Alright, so I had some seitan in the fridge that was just begging me to be used, and I wanted to try something different with it. I usually will incorporate it into a stir-fry or a tofu scramble, but I wanted to make something where it would be a “meat” stand-in, since my fiancĂ© has now officially been “vegetarian” for 5 weeks now, and he was craving the meat! So, he loves Italian Beef Sandwiches. I know that one of my favorite restaurants makes an awesome Italian Beef sandwich using seitan, so I started scrambling the web to find a good recipe, when I happened along this one on www.vegweb.com. Let me just say, that this sandwich recipe has my personal stamp of approval…because not only was it delicious, but it is SOOOO Simple!!! You just toss everything into a slow-cooker and forget about it!
Chicago-Style Italian "Beef" Sandwiches
1 pound seitan, very thinly sliced
3 cups vegetable stock
2 teaspoons dried oregano
3 cloves garlic, crushed or minced
2 tablespoons Hot Italian Giardiniera (if you can't find it, substitute 1/2 teaspoon red
pepper flakes, for heat)
2 teaspoons fennel seed
1 teaspoon salt
1/2 teaspoon freshly ground black pepper
2 sliced and seeded green bell peppers
French rolls
Directions:
Combine all ingredients and stir to incorporate. Cook on HIGH for 2 to 4 hours.

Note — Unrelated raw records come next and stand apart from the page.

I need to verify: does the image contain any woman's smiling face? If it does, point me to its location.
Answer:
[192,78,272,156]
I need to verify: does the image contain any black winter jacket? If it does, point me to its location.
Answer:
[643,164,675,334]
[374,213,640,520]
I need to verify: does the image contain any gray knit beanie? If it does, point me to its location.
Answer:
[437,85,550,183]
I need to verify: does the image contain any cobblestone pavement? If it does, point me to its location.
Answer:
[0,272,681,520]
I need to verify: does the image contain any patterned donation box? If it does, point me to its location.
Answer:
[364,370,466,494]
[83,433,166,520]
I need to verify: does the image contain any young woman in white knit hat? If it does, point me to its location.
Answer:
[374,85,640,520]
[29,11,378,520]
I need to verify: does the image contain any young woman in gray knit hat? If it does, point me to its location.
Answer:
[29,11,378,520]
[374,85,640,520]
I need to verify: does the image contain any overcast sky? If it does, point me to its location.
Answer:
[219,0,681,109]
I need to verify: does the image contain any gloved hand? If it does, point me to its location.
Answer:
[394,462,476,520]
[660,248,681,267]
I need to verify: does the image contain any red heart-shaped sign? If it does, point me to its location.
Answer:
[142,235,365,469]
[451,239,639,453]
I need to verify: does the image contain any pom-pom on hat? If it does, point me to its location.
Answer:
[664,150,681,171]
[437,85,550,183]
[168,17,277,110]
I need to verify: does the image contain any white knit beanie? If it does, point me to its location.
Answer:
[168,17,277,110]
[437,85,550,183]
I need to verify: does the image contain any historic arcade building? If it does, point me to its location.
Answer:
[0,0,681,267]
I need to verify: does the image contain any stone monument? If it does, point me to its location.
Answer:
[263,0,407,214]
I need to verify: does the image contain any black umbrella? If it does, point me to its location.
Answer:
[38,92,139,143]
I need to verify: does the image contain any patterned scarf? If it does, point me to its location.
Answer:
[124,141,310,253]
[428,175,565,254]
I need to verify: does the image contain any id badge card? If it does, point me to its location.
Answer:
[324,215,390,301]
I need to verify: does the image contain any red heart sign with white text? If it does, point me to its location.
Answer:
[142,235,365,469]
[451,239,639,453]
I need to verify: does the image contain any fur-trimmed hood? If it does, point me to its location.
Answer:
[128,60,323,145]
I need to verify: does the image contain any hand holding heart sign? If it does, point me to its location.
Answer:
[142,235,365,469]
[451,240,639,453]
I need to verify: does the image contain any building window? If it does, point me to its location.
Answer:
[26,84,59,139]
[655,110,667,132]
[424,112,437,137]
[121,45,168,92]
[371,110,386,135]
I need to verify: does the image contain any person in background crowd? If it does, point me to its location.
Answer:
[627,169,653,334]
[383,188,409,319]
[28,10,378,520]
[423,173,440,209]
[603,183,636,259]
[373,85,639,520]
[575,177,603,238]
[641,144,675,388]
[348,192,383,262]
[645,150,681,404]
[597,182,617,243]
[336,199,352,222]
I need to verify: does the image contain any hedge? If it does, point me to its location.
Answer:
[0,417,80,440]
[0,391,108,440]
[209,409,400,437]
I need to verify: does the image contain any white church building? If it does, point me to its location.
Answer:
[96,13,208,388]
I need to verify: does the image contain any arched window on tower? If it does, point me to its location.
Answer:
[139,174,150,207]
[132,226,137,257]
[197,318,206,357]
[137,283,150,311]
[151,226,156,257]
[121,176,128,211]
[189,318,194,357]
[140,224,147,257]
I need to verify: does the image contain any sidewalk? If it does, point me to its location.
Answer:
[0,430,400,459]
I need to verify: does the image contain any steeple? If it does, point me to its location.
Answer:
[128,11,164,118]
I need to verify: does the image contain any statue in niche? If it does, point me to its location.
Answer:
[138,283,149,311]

If using a stovetop: Place all ingredients in a large pot, stir to combine, and simmer, covered, over medium heat for 1 hour.
Lightly steam French rolls. Spoon seitan and peppers into each roll. Just before serving, spoon a few tablespoons of the "au jus" over each sandwich to somewhat saturate the roll. (In the best Chicago sandwich joints, they simply dunk the whole sandwich!)